Actual demand (consumption) not bad
Although prices have declined, downstream buyers for CPL, chip, and filament are mostly adopting a cautious approach after the holiday, but this caution is more due to the price outlook rather than a weak rigid demand. In other words, the operating rates of mid-to-low-end users remain relatively high compared to that before the holiday. However, the purchasing mindset is influenced by the impact of oil and benzene, and some filament factories still maintain relatively high offers due to unclear contract prices (to be determined on each Friday). It should be noted that this caution is different from a complete lack of orders from the sales side.
Difficult to reverse the weak expectations
Furthermore, another major factor suppressing current transactions is the lack of obvious potential for sustained upward movement. Fundamentally, nylon industry is currently in ample supply and relatively good demand. However, considering the upcoming operation of new facilities (Shenyuan and Hunan Petrochemical), it is highly probable that the increase in supply will surpass the increase in demand in the next stage. In other words, looking towards the end of October and November, the supply-demand relationship may gradually transition from a balance to a situation where supply outweighs demand. From this perspective, although post-holiday prices have declined to relatively low levels, it seems unlikely to attract downstream buyers to replenish stocks intensively. Therefore, even if prices were to experience a rebound due to overselling, the upside potential currently appears limited.
Possible variables
1. Whether the price of benzene will continue to strengthen. It has been emphasized multiple times before that the supply and demand pattern for benzene is not weak, and the core reason for its post-holiday decline is the fall in crude oil prices. After the initial decline, there has been a rebound soon afterwards, and as of Oct 9, benzene spot prices at ports have recovered to 7,900-8,000yuan/mt. The supply and demand for pure benzene in October is not poor and may even be partially tight. If spot prices continue to rebound and listed prices are adjusted upward, it is possible to drive a sustained recovery and rebound in CPL prices.
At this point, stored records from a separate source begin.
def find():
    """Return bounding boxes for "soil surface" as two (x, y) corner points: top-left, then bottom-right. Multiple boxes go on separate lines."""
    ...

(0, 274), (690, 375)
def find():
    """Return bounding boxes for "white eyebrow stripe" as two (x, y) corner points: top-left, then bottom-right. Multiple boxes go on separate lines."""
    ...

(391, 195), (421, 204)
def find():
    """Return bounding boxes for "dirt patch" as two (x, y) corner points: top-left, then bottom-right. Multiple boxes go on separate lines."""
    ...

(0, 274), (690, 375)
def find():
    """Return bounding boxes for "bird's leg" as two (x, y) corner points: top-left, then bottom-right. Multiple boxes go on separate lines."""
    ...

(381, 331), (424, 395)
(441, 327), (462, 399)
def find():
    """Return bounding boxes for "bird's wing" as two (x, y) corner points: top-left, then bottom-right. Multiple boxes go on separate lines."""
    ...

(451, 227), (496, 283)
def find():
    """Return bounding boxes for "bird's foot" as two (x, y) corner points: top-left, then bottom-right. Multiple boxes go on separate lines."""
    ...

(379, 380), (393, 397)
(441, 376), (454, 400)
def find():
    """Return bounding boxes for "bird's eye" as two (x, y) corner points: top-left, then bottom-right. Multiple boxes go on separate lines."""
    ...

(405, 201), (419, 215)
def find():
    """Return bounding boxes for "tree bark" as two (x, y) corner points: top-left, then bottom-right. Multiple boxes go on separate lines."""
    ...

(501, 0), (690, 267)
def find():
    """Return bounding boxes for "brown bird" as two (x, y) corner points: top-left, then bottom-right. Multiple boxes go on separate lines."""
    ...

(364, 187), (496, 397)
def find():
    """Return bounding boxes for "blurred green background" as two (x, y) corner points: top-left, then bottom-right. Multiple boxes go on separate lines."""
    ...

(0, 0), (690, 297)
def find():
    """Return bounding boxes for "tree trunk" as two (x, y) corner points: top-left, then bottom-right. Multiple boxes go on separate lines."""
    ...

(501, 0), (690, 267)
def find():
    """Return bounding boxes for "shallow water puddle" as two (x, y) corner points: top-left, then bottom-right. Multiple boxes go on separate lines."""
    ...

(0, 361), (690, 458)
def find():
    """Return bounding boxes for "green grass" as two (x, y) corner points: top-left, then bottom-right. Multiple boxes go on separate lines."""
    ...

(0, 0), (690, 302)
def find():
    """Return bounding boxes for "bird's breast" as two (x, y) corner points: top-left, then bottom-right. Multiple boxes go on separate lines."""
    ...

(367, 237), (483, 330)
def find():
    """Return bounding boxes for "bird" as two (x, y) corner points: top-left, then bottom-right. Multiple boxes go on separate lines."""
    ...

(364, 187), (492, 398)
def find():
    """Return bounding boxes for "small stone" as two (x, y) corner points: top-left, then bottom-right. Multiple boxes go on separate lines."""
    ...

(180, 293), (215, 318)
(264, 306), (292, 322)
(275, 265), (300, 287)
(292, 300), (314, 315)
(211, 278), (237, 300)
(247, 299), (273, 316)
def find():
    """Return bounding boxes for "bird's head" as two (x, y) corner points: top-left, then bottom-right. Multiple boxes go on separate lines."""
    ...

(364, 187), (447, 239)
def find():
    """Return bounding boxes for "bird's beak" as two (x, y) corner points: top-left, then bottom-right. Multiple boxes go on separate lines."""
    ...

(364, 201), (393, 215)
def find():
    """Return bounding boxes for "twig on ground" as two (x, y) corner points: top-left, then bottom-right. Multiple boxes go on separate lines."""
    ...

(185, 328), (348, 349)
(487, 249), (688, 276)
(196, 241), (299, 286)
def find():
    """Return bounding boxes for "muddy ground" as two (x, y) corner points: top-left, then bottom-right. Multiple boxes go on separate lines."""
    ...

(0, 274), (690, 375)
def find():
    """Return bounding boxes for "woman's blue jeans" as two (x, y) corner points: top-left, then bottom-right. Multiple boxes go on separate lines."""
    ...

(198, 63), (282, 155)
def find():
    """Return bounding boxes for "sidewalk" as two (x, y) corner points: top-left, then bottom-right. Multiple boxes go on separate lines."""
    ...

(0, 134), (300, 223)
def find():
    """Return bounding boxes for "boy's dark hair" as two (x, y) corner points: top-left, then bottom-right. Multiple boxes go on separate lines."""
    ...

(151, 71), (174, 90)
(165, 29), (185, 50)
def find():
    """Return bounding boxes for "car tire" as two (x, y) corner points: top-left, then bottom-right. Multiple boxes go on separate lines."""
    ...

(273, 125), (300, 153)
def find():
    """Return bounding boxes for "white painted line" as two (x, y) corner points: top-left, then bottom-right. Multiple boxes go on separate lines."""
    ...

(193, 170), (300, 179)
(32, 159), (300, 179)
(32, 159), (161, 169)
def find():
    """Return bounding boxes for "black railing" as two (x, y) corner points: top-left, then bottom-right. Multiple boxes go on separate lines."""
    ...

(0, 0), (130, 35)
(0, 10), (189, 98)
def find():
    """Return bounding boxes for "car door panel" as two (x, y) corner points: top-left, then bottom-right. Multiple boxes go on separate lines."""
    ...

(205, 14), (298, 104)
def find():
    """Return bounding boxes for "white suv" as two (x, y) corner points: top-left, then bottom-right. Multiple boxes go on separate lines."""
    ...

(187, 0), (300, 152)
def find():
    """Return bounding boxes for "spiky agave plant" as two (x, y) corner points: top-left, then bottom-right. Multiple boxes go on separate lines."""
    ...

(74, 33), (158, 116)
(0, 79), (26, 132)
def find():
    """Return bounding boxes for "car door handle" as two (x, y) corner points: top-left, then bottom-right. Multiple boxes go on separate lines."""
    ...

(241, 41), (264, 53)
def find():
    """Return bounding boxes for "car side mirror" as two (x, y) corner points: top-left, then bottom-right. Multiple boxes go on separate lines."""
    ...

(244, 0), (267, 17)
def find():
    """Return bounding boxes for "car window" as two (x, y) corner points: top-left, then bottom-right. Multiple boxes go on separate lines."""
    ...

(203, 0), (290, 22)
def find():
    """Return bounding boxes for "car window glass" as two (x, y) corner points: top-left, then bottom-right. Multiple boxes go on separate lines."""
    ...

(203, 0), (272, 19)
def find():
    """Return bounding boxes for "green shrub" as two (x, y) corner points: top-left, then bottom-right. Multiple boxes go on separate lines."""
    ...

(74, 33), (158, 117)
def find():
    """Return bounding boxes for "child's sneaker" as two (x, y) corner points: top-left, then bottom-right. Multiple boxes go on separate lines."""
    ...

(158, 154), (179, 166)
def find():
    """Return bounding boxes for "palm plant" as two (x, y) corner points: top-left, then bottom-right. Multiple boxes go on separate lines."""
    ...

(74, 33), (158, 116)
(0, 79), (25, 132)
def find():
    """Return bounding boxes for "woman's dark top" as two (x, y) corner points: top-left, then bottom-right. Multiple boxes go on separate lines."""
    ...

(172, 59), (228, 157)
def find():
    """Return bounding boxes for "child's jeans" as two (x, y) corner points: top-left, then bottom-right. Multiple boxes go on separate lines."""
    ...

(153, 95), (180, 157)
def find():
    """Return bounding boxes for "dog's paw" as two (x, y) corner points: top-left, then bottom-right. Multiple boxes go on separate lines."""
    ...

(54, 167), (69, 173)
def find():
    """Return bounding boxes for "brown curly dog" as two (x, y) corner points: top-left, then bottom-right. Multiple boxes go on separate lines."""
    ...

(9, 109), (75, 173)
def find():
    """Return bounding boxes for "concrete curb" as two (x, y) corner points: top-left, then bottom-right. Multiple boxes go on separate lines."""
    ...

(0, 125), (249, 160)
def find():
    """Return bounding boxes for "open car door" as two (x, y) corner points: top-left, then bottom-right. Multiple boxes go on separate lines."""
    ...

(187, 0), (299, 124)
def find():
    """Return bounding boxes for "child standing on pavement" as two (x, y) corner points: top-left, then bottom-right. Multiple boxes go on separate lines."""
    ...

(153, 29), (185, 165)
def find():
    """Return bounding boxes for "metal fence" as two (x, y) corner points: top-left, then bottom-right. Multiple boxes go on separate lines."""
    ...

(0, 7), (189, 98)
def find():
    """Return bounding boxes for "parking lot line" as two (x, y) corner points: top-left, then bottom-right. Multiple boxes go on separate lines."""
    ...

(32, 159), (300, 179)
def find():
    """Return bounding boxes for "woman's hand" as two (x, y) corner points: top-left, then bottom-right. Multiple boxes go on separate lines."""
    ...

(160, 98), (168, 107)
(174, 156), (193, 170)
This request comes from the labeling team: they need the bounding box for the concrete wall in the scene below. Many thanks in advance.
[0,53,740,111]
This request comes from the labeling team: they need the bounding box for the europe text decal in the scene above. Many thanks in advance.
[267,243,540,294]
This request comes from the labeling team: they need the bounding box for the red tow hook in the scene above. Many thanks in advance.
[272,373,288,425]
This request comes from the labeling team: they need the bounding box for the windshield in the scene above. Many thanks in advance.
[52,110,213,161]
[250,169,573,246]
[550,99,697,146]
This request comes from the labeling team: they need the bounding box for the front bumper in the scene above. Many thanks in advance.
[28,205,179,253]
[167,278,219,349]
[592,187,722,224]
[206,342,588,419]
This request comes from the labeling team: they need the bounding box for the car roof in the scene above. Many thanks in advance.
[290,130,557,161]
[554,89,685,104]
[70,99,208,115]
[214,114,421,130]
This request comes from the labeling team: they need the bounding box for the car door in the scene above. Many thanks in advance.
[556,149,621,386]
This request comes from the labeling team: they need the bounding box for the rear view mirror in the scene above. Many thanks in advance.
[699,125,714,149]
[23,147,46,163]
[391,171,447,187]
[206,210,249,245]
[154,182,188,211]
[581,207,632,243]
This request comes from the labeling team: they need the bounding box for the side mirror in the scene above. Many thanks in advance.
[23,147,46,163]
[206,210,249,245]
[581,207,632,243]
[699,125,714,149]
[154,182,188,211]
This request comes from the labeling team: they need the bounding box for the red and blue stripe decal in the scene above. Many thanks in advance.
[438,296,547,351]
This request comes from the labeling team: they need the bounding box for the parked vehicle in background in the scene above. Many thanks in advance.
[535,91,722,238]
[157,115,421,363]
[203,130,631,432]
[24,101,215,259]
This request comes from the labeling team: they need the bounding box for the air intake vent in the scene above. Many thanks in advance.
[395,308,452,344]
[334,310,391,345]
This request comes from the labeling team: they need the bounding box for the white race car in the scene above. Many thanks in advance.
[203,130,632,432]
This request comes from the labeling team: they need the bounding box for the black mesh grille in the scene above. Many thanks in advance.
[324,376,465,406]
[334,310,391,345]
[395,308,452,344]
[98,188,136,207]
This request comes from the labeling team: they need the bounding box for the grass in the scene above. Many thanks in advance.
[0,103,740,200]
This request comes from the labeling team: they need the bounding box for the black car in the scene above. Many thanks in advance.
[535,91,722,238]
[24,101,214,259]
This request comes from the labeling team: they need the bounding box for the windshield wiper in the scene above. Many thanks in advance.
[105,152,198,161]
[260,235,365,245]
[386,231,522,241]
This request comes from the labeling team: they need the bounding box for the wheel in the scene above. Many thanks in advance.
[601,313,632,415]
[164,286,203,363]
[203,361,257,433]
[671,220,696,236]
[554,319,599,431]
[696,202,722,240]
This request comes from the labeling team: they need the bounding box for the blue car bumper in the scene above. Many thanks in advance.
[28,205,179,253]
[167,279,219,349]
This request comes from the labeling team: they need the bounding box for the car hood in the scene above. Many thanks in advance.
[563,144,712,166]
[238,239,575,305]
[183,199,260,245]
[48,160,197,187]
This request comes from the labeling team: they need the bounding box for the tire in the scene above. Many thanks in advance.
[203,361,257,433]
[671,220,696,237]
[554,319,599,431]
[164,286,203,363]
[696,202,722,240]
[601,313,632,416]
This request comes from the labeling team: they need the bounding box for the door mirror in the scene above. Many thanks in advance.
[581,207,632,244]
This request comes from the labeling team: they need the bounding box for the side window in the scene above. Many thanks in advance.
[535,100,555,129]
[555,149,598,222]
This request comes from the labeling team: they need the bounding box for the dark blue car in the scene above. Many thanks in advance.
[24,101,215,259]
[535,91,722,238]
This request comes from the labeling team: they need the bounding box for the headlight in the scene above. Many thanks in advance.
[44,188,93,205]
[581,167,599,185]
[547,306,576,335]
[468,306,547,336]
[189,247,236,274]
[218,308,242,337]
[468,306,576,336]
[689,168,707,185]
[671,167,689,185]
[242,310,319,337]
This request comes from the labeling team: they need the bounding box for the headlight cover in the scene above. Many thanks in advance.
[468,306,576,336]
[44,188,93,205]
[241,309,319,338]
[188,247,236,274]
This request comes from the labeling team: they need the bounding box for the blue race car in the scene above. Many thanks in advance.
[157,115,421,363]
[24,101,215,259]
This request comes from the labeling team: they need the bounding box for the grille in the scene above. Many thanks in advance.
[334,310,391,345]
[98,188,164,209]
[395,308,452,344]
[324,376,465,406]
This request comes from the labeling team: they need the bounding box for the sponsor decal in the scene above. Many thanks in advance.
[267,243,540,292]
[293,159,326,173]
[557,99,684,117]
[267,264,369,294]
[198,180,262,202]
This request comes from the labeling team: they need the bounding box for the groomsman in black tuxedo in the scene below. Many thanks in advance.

2. Whether there will be new production cut plans amid CPL plants under cost pressures. Currently, benzene prices are strong, hydrogen peroxide is gradually retreating from sky-high levels but still relatively high, and coal prices have been on the rise recently. A considerable number of CPL factories are operating at a loss given the current spread between benzene and caprolactam prices. If CPL prices fail to stop their decline and rebound to the cash flow breakeven line, it cannot be ruled out that new production cut plans may be introduced.